All right, great. Thanks for the colour.

Operator

Operator

Our next question is from Ken Zerbe - Morgan Stanley. Please go ahead.

Unidentified Analyst

Analyst

Good morning, everyone. This is actually [Mark] stepping in for Ken. I had a quick question to clarify. You said that you would expect the income from resolution of covered assets to sort of stay at the level where you've seen it in the quarter. Should we expect that for the loan sales that you continue to execute on over the coming quarters that they will exclusively come out of that pool that you carry at zero book value or should it be more of a mix like you have in prior years?

Leslie Lunak

Analyst

Hey Mark. So I think either may be I misspoke. Setting the loan sale aside income from resolution of covered assets probably will continue to comprise of smaller and smaller portion of our earnings each quarter. That's a trend that we expect to continue. There is a lot of lumpiness in that income stream and unexpected events can occur, but we are projecting that to come down. The loan sale I would expect similar results to what we had in the first quarter, provided pricing hold, may be a little less if we get a little bit less in the way of pricing. We are not selling only loans from the zero carrying value pool. It’s just that net of indemnification the sale of loans from the other pool have minimal impact on earnings this quarter and we would expect that to be the same in the future. So it’s not that they are not being sold, it's just that it doesn’t have much of an impact.

Unidentified Analyst

Analyst

Got you. Thanks, and then may be one thing to follow-up on the C&I question, you had a pretty significant drop in the C&I growth rate in the quarter, does that -- is that entirely due to what you’ve alluded to before seasonality and factors like that, that doesn’t make you feel any less comfortable with your loan growth guidance for the full year.

John Kanas

Analyst

Yes, that is mostly seasonal and has to do with sort of the mechanical process of underwriting loans and getting them on the books.

Unidentified Analyst

Analyst

Okay. Thank you very much.

John Bohlsen

Analyst

As well as commitments and outstandings John.

Unidentified Analyst

Analyst

Got it, exactly.

John Kanas

Analyst

And which all points drew north frankly in Florida.

Operator

Operator

Our next question is from Matthew Clark from Credit Suisse.

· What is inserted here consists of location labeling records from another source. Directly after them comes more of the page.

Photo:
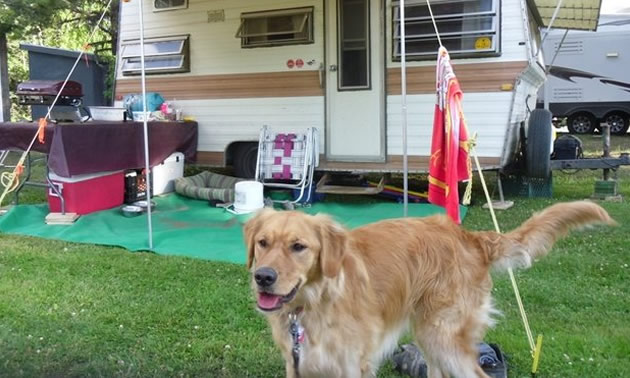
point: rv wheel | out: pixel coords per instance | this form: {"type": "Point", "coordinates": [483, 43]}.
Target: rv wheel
{"type": "Point", "coordinates": [581, 123]}
{"type": "Point", "coordinates": [618, 123]}
{"type": "Point", "coordinates": [538, 149]}
{"type": "Point", "coordinates": [245, 159]}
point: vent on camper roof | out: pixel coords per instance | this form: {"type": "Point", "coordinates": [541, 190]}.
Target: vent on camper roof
{"type": "Point", "coordinates": [570, 48]}
{"type": "Point", "coordinates": [564, 94]}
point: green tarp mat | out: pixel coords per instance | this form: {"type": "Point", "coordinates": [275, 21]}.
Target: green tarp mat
{"type": "Point", "coordinates": [186, 227]}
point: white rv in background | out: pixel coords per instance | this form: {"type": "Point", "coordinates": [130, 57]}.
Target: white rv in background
{"type": "Point", "coordinates": [236, 65]}
{"type": "Point", "coordinates": [589, 81]}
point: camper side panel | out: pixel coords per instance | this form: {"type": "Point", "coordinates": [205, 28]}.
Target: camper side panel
{"type": "Point", "coordinates": [232, 91]}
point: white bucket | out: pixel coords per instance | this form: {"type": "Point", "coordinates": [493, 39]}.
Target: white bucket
{"type": "Point", "coordinates": [248, 197]}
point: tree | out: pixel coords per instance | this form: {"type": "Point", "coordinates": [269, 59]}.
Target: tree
{"type": "Point", "coordinates": [60, 23]}
{"type": "Point", "coordinates": [17, 17]}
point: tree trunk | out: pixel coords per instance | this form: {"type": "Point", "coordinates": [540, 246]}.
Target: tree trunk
{"type": "Point", "coordinates": [5, 103]}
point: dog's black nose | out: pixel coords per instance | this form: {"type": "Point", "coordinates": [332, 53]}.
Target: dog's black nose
{"type": "Point", "coordinates": [265, 276]}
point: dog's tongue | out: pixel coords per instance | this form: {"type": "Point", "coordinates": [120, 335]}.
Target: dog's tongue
{"type": "Point", "coordinates": [268, 301]}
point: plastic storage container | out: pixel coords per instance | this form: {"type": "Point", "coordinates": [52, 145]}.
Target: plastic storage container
{"type": "Point", "coordinates": [164, 174]}
{"type": "Point", "coordinates": [84, 194]}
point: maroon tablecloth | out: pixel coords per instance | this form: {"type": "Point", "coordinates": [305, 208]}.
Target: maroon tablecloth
{"type": "Point", "coordinates": [75, 148]}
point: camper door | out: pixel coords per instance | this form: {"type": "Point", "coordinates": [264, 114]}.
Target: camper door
{"type": "Point", "coordinates": [355, 92]}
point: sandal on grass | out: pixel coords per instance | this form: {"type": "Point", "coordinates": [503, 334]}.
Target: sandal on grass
{"type": "Point", "coordinates": [408, 360]}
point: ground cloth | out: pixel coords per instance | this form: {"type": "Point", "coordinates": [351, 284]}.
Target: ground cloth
{"type": "Point", "coordinates": [186, 227]}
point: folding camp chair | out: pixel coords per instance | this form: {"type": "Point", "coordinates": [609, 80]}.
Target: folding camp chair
{"type": "Point", "coordinates": [288, 161]}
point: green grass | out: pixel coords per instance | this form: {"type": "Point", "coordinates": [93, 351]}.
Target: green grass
{"type": "Point", "coordinates": [77, 310]}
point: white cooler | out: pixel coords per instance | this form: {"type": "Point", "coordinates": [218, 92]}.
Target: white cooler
{"type": "Point", "coordinates": [165, 173]}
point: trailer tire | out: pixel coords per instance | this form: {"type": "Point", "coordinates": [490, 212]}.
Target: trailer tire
{"type": "Point", "coordinates": [245, 160]}
{"type": "Point", "coordinates": [538, 148]}
{"type": "Point", "coordinates": [581, 123]}
{"type": "Point", "coordinates": [618, 122]}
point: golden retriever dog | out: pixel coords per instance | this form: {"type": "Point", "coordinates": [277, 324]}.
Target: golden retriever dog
{"type": "Point", "coordinates": [338, 300]}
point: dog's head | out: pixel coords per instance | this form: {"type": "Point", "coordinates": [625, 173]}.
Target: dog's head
{"type": "Point", "coordinates": [288, 250]}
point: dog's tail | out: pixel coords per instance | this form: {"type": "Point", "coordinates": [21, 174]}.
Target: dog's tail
{"type": "Point", "coordinates": [536, 236]}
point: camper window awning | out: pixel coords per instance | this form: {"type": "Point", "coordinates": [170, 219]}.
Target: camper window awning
{"type": "Point", "coordinates": [573, 14]}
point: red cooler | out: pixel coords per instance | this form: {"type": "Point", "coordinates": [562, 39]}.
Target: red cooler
{"type": "Point", "coordinates": [84, 194]}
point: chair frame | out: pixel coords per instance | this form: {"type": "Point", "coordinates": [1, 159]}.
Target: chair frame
{"type": "Point", "coordinates": [310, 161]}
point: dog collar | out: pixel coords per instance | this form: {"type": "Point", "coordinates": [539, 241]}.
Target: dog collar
{"type": "Point", "coordinates": [297, 336]}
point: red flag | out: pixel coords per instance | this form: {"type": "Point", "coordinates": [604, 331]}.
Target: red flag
{"type": "Point", "coordinates": [449, 162]}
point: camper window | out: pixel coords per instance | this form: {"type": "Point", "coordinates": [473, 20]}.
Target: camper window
{"type": "Point", "coordinates": [276, 28]}
{"type": "Point", "coordinates": [162, 55]}
{"type": "Point", "coordinates": [467, 28]}
{"type": "Point", "coordinates": [160, 5]}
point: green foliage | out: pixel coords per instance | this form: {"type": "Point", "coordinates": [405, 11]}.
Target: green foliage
{"type": "Point", "coordinates": [63, 24]}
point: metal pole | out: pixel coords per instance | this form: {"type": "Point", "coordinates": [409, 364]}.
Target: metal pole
{"type": "Point", "coordinates": [546, 85]}
{"type": "Point", "coordinates": [606, 131]}
{"type": "Point", "coordinates": [403, 84]}
{"type": "Point", "coordinates": [145, 125]}
{"type": "Point", "coordinates": [553, 18]}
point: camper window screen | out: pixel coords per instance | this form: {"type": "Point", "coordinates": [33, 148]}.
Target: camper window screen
{"type": "Point", "coordinates": [467, 28]}
{"type": "Point", "coordinates": [276, 28]}
{"type": "Point", "coordinates": [161, 55]}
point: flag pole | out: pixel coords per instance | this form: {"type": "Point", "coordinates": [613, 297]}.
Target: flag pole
{"type": "Point", "coordinates": [403, 83]}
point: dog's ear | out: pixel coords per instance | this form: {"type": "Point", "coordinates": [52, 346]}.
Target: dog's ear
{"type": "Point", "coordinates": [250, 230]}
{"type": "Point", "coordinates": [334, 239]}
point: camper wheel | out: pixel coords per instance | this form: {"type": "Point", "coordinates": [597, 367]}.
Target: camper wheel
{"type": "Point", "coordinates": [581, 123]}
{"type": "Point", "coordinates": [245, 159]}
{"type": "Point", "coordinates": [538, 149]}
{"type": "Point", "coordinates": [618, 122]}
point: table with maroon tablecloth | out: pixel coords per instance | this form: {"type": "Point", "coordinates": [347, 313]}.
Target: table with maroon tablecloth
{"type": "Point", "coordinates": [91, 147]}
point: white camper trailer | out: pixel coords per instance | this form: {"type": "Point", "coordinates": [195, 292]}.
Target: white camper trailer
{"type": "Point", "coordinates": [589, 81]}
{"type": "Point", "coordinates": [236, 65]}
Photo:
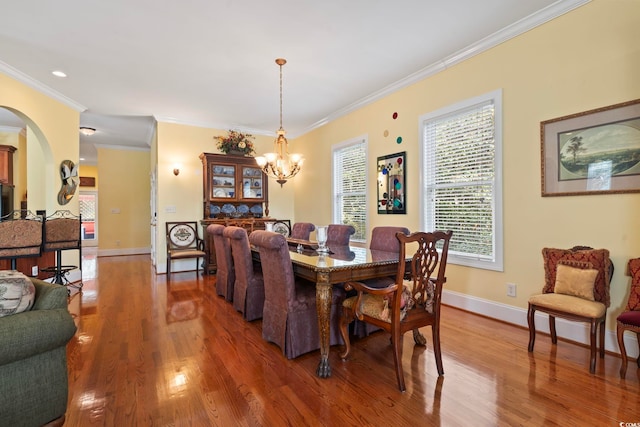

Matthew Clark - Credit Suisse

Analyst

Yes. Good morning. On the pricing in New York, can you just give us a sense for what you are putting on the books in new rate, you put it on the books I think your overall yield on new loans is $403 million, I think you talked about last quarter new rates coming, new loans coming on around 3.5%, just curious on what you are seeing in terms of actual pricing on multi tenant and commercial real estate and the types of terms you are willing to do and not willing to do?

John Kanas

Analyst

That by the way in pricing in those categories. Multi families seems to be the most crowded category right now. Everybody is flowing all over themselves. We are seeing people -- actually we are seeing people break the rate, actually we are seeing people commit to $275, which we think is crazy pricing, but John I mean I am thinking that three is right mostly in New York.

John Bohlsen

Analyst

I would closer to $375 right now. I am just looking at the list and I would say the average is about $375 and we are going out to most of this stuff is three to five years. We haven’t really started something much deeper than that.

John Kanas

Analyst

Yes. So whenever our loan generation in New York will be a mixed bag with not with the major component of multifamily although it will be a significant -- we will eventually be significant players in multifamily. Right now that's very crowded.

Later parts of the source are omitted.